I strongly urge you to use the best quality instruments you can afford for recording your music. Try renting at least semi-pro guitars, the difference may be day and night! Using student-grade instruments intended for beginners to record your material is usually a very bad idea. No miracles here! Put new strings of a proper gauge a day before the recording, so that they stretch properly overnight. New strings are crucial if you want to get the maximum quality possible. Ideally, you should change your strings after playing for about 5-6 hours straight during the recording, but your bass guitar player may rage about it. :)
Check the action, intonation and tuning of your instruments before the recording starts. Tune your instrument anew using a tuner after recording every single take. It is a good practice to mute the strings that will not be used in a particular riff with tape or foam – you may get some extra clarity. A good way to tune your guitar is to check the actual notes of a riff that you’re about to record, rather than open string notes. There are two main methods of tuning, either by note attack, or by note sustain. If your riff contains lots of short sharp notes, tune your guitar by note attacks, using a tuner. When your part consists of long sustained chords, try tuning by sustain.
To record your rhythm guitar parts, follow double-tracking (two separate takes) or quad-tracking (four takes) methods. Quad-tracking may be very beneficial for many heavier styles and slower-tempo songs, but it requires certain proficiency to make sure your part is tight enough. If you feel that recording four takes is too demanding, settle for double-tracking instead. Copy-pasting of your guitar take is no good and should be avoided, as it is not the same thing as recording two separate takes. Two identical copies will sound in mono, without giving you the stereo effect that double-tracking is expected to provide.
I recommend that you get your best guitar player to record all rhythm parts, both left and right takes, as it is easier to play tight to yourself than to someone else’s playing. It is a good idea to record all melodic parts and leads at least twice, so that they can be panned in the mix later. Most guitar players are all set if they get just one good take of their main solo part, but sometimes, with very decent players, recording two additional solo takes to support the main one can provide great results.
If this is your first record, be extra careful – many inexperienced players have problems judging their own sound and might need an outside opinion. Try getting some help from a seasoned guitar player to set your guitar amp properly and get the sound you will be able to use for your record. A good rule of thumb is to dial in little less gain that you’re used to having at your rehearsals. If you play metal, avoid cutting the mids at your amp completely, try setting them somewhere at 2 or 4 instead.
If you feel that your recording chain is less than ideal or you’re not so sure about the amp sound that you’ve dialed in, try recording your dry guitar sound (DI) in parallel through a signal splitter. You might also record your DI guitar tracks through a DI box straight to your audio interface. Many audio interfaces have dedicated Hi-Z instrument inputs for recording DI tracks, though sometimes a high-quality DI box might get you a little extra quality. Do not plug your guitar straight to a line input of your interface without a DI box. Generally, having your DI tracks on hand is a very good option, as these tracks may be used for reamping to augment your real amp tracks.

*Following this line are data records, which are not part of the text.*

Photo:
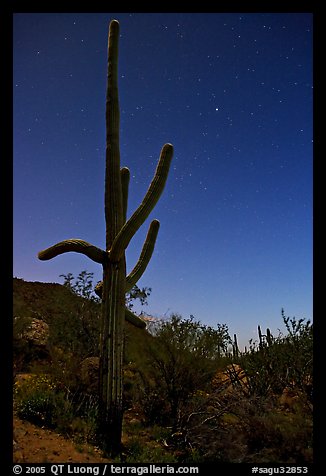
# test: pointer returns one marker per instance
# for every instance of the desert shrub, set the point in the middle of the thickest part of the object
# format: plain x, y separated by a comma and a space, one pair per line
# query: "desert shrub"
44, 402
282, 361
34, 399
181, 359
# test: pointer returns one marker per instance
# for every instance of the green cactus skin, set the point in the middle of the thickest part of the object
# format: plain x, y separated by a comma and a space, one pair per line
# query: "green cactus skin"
119, 232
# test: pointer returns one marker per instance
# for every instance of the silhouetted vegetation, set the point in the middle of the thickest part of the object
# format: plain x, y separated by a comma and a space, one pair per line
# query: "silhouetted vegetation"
190, 394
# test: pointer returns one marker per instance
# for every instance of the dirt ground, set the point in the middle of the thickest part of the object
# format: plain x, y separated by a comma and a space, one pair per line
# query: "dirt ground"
33, 444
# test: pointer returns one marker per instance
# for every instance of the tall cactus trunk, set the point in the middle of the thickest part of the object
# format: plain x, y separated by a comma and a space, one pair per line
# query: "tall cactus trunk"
114, 273
119, 232
111, 358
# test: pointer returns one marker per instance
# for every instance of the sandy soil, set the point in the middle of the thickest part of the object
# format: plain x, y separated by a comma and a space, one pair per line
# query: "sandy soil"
33, 444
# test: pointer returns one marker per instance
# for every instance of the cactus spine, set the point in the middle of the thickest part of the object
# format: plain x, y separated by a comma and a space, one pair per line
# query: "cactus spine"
119, 232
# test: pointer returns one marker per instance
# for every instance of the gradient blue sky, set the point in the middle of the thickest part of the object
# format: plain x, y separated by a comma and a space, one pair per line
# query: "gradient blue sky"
233, 93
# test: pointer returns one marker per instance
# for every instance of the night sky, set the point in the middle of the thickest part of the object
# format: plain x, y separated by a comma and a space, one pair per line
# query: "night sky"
233, 93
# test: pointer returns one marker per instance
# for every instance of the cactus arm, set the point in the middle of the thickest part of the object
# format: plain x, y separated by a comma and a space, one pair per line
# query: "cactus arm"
79, 246
145, 256
154, 192
125, 177
134, 320
143, 261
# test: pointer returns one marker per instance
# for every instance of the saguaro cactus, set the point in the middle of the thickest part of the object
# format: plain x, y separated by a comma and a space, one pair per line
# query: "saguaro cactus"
119, 232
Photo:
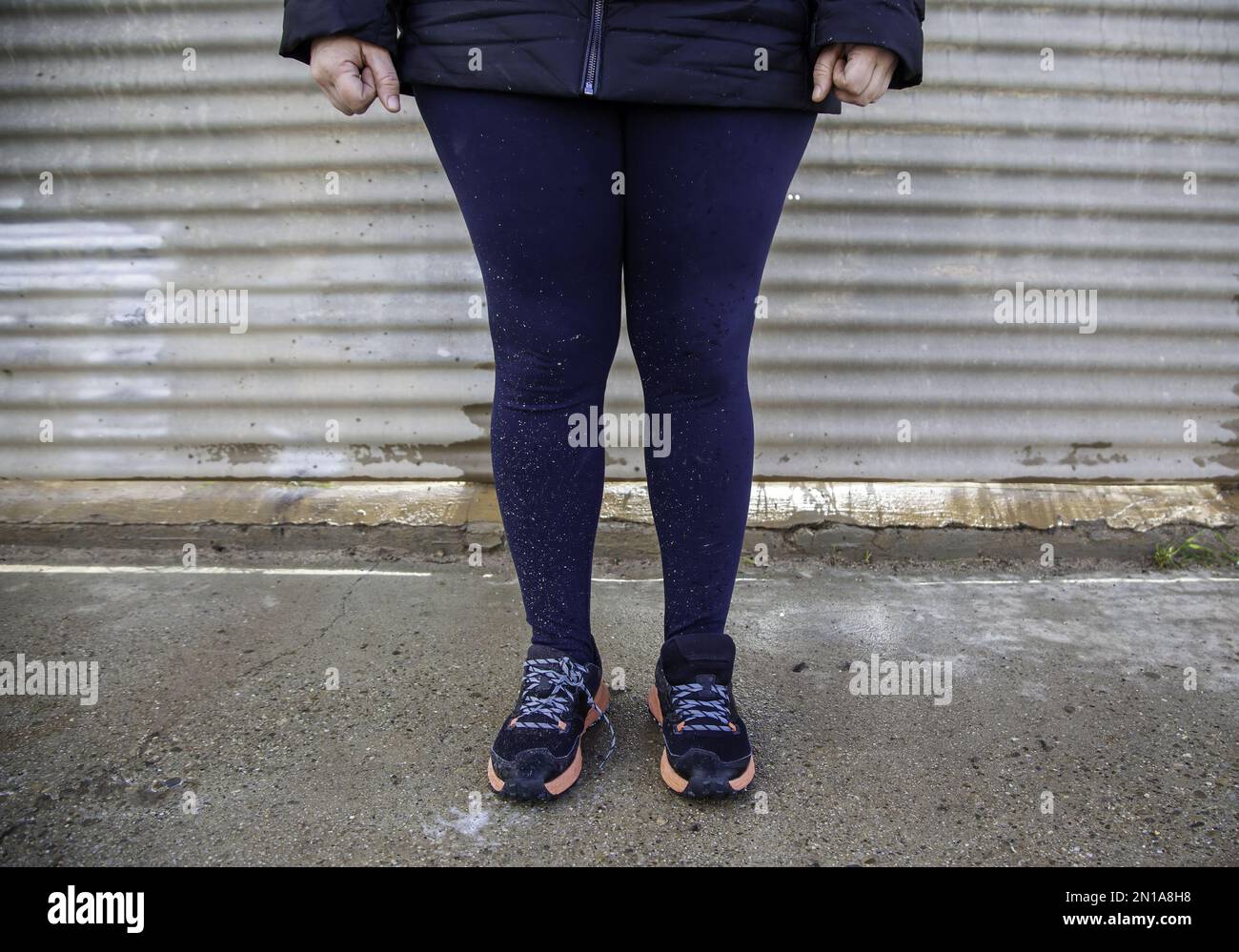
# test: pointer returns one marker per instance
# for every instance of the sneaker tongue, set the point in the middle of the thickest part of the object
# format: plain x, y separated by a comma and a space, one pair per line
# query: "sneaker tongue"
541, 685
543, 651
709, 687
694, 658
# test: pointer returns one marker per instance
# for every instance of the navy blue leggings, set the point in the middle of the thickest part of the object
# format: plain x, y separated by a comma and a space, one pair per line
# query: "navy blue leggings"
561, 197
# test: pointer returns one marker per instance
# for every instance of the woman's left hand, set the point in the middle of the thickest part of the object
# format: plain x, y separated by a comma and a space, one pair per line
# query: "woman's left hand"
859, 73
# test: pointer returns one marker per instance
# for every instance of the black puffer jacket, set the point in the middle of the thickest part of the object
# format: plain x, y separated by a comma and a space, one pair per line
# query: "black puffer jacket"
705, 52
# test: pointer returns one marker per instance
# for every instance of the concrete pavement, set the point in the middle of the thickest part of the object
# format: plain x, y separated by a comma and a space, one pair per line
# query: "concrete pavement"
1074, 734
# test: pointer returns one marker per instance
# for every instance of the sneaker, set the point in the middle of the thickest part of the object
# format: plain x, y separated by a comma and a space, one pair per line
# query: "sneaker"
705, 744
538, 751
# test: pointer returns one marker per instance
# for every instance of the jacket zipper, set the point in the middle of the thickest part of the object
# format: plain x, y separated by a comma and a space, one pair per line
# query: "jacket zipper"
593, 49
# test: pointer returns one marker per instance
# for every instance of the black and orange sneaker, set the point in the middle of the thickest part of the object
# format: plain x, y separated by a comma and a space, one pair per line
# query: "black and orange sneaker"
705, 744
538, 751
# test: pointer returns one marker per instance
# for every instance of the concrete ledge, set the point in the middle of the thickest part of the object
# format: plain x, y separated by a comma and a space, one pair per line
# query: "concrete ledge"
775, 506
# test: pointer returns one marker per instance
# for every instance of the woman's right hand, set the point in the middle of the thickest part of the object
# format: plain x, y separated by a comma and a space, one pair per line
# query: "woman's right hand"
355, 73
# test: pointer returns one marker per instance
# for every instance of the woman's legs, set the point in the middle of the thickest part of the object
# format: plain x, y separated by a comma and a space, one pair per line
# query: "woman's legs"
705, 189
533, 177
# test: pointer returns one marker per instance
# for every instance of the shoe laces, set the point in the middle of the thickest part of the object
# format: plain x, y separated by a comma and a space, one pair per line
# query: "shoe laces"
546, 695
701, 707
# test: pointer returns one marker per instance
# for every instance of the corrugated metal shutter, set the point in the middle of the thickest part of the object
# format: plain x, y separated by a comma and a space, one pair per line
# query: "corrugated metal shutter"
881, 305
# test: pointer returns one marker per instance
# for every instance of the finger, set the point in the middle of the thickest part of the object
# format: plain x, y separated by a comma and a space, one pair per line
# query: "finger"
387, 83
878, 86
823, 70
335, 101
853, 75
352, 89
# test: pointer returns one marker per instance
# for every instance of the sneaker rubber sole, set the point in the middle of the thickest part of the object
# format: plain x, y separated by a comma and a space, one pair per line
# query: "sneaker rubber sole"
537, 788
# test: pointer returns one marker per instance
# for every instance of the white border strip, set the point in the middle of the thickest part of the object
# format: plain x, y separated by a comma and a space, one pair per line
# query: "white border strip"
21, 569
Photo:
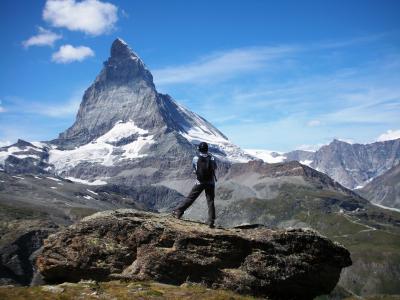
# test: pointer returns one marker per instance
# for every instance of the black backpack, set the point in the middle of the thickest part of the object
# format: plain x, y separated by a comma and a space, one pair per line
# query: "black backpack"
205, 169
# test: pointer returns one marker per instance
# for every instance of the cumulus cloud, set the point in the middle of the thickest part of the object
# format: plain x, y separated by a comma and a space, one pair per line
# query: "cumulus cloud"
68, 53
67, 109
90, 16
221, 65
5, 143
43, 38
389, 135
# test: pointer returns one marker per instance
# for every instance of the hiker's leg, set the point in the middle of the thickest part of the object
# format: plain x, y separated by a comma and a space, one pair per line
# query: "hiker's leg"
194, 193
210, 194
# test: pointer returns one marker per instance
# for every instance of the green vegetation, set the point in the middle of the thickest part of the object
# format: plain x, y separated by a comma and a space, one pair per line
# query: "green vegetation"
371, 235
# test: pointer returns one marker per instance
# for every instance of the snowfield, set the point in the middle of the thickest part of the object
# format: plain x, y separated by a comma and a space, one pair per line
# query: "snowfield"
202, 131
267, 155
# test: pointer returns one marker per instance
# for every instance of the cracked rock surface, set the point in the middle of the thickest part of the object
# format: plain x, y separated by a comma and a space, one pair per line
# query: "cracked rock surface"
129, 244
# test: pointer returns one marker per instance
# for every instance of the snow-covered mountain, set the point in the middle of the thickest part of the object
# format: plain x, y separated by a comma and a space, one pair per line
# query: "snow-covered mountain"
123, 125
352, 165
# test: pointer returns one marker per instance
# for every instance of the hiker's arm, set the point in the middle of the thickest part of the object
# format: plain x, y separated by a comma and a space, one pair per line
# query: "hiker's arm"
194, 164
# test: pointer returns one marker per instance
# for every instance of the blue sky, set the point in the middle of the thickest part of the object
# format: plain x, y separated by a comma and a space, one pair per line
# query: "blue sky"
276, 75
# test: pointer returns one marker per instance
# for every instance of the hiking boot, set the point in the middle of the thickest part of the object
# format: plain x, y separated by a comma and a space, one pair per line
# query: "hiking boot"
177, 214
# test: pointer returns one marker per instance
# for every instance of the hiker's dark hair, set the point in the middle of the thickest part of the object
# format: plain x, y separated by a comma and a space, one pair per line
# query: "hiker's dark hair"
203, 147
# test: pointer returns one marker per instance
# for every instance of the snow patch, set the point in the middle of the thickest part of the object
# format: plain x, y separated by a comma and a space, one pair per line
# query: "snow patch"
100, 150
95, 182
55, 179
386, 207
202, 131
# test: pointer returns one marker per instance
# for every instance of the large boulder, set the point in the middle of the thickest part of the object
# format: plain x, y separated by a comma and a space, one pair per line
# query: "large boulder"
284, 264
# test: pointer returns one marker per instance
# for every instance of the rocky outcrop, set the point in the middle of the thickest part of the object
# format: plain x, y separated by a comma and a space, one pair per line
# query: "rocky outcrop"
384, 189
286, 264
352, 165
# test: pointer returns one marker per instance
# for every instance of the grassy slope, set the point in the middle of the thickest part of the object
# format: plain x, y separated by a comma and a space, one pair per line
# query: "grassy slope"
373, 240
117, 290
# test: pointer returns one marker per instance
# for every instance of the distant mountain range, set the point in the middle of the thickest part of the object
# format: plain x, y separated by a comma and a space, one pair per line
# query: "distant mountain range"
131, 146
384, 189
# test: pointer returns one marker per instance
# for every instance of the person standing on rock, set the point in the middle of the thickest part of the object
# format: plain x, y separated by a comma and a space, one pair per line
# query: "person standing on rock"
204, 165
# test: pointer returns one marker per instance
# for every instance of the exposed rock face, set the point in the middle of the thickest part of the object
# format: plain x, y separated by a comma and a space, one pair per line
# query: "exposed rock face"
384, 189
125, 133
16, 265
287, 264
352, 165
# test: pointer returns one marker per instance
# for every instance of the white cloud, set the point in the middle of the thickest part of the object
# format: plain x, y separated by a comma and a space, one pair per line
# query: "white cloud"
313, 123
311, 148
69, 53
389, 135
43, 38
221, 65
69, 108
90, 16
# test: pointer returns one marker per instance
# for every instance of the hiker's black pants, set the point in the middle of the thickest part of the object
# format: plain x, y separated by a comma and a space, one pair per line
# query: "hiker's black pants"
194, 193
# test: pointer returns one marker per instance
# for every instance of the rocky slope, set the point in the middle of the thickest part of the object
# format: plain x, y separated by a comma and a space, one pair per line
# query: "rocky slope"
384, 189
352, 165
32, 206
123, 124
294, 264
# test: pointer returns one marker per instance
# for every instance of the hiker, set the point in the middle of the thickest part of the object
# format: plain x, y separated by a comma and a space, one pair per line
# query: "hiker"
204, 165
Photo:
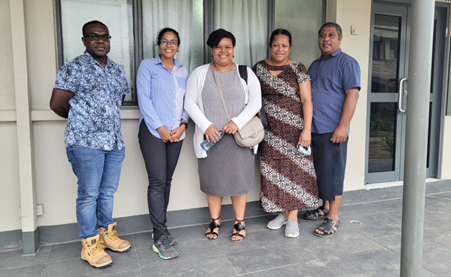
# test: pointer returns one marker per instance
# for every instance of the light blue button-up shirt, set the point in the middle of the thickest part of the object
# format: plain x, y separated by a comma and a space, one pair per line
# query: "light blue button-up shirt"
161, 94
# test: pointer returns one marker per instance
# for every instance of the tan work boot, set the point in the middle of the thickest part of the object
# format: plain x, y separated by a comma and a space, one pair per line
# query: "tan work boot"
112, 241
94, 253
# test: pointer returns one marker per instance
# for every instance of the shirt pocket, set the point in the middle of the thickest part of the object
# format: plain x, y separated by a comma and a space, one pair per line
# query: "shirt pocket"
181, 82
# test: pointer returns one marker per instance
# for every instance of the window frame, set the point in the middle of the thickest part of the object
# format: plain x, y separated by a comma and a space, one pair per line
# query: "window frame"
138, 34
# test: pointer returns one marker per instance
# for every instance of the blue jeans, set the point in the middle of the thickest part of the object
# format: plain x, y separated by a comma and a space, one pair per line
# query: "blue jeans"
98, 175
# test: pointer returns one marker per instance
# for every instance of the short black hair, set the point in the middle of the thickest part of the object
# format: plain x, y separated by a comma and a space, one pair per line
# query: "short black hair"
279, 32
164, 31
89, 23
331, 24
215, 37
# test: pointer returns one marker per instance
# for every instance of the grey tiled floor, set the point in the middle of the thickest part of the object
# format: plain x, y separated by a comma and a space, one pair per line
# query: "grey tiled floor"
368, 249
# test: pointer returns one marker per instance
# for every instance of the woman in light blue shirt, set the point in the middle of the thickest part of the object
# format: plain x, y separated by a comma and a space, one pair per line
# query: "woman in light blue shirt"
161, 84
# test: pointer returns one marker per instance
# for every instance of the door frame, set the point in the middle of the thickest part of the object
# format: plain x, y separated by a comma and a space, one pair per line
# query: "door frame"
440, 85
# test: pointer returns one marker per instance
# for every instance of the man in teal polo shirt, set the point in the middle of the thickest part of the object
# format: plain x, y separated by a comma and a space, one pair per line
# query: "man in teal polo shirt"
335, 91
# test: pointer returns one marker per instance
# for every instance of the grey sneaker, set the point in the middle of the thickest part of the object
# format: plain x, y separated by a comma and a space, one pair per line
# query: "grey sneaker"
277, 222
172, 240
292, 229
164, 248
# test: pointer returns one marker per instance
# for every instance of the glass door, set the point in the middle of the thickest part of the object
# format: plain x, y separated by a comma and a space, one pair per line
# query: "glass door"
387, 93
389, 89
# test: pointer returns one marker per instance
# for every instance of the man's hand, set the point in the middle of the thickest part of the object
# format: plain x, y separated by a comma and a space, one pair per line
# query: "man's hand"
340, 134
59, 102
305, 138
165, 134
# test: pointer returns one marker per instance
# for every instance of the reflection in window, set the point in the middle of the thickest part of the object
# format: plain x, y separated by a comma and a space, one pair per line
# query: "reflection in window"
116, 15
303, 19
186, 17
385, 53
381, 156
248, 22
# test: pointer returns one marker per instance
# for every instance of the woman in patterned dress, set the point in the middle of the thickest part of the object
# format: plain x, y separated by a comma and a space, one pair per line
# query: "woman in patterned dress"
288, 178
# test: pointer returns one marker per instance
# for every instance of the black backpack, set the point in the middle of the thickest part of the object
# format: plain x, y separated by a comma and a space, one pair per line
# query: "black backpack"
243, 74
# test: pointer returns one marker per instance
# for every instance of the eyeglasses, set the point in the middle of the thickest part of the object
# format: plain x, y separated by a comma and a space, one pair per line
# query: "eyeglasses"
166, 42
304, 151
96, 37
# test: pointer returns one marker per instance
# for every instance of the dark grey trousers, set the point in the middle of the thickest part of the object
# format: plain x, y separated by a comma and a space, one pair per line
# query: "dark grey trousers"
160, 159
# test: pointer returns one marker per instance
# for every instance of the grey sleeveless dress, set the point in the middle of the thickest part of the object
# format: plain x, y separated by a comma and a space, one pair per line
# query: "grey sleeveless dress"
228, 169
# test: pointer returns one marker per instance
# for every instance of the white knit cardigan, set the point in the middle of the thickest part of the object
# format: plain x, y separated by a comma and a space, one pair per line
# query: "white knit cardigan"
194, 106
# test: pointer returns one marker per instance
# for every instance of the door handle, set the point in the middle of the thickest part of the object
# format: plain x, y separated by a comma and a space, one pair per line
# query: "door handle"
400, 95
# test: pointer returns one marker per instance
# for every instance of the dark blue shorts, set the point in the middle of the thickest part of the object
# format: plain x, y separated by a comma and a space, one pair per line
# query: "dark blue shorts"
330, 163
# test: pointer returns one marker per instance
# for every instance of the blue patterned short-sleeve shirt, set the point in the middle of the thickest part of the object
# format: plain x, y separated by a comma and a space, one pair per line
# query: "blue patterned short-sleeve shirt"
94, 119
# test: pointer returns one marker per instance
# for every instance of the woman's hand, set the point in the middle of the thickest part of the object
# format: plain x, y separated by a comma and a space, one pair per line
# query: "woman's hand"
305, 138
177, 133
165, 134
230, 128
212, 133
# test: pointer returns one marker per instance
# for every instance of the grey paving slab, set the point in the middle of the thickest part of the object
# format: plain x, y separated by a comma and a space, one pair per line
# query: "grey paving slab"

For heavier styles of music, try the following practices as a starting point:
1. Your guitar –> a Tube Screamer pedal or similar (set the gain at 9 o’clock, tone and level at 12 o’clock) –> an amp head like Peavey 5150, Mesa Boogie Dual Rectifier, etc. Having a Tube Screamer pedal in front of your amp makes your guitar sound less mushy, its low end tighter.
2. Try micing your guitar cabinet with two dynamic microphones (look up the Fredman micing technique), such as Shure SM57, Audix i5, etc. Place one mic dead center at about ½ inch from the grill, facing the speaker dustcap, and then place the second mic next to the first one at 45 degrees. The first mic will be the main one, while the angled mic will capture more body and thickness. Mix their signals to your taste or leave it to your mixing engineer. You can also move the pair of mics closer to the speaker edge, making the sound darker.
Many commercial rock releases nowadays may be actually quite complex and contain the following guitar tracks:
1. Main power chord guitar tracks
2. Additional rhythm tracks, played in different positions or on another guitar
3. Supporting octave takes
4. Some accenting staccato parts
5. Sometimes, clean guitar or acoustic guitar tracks, mixed in very low for extra attack.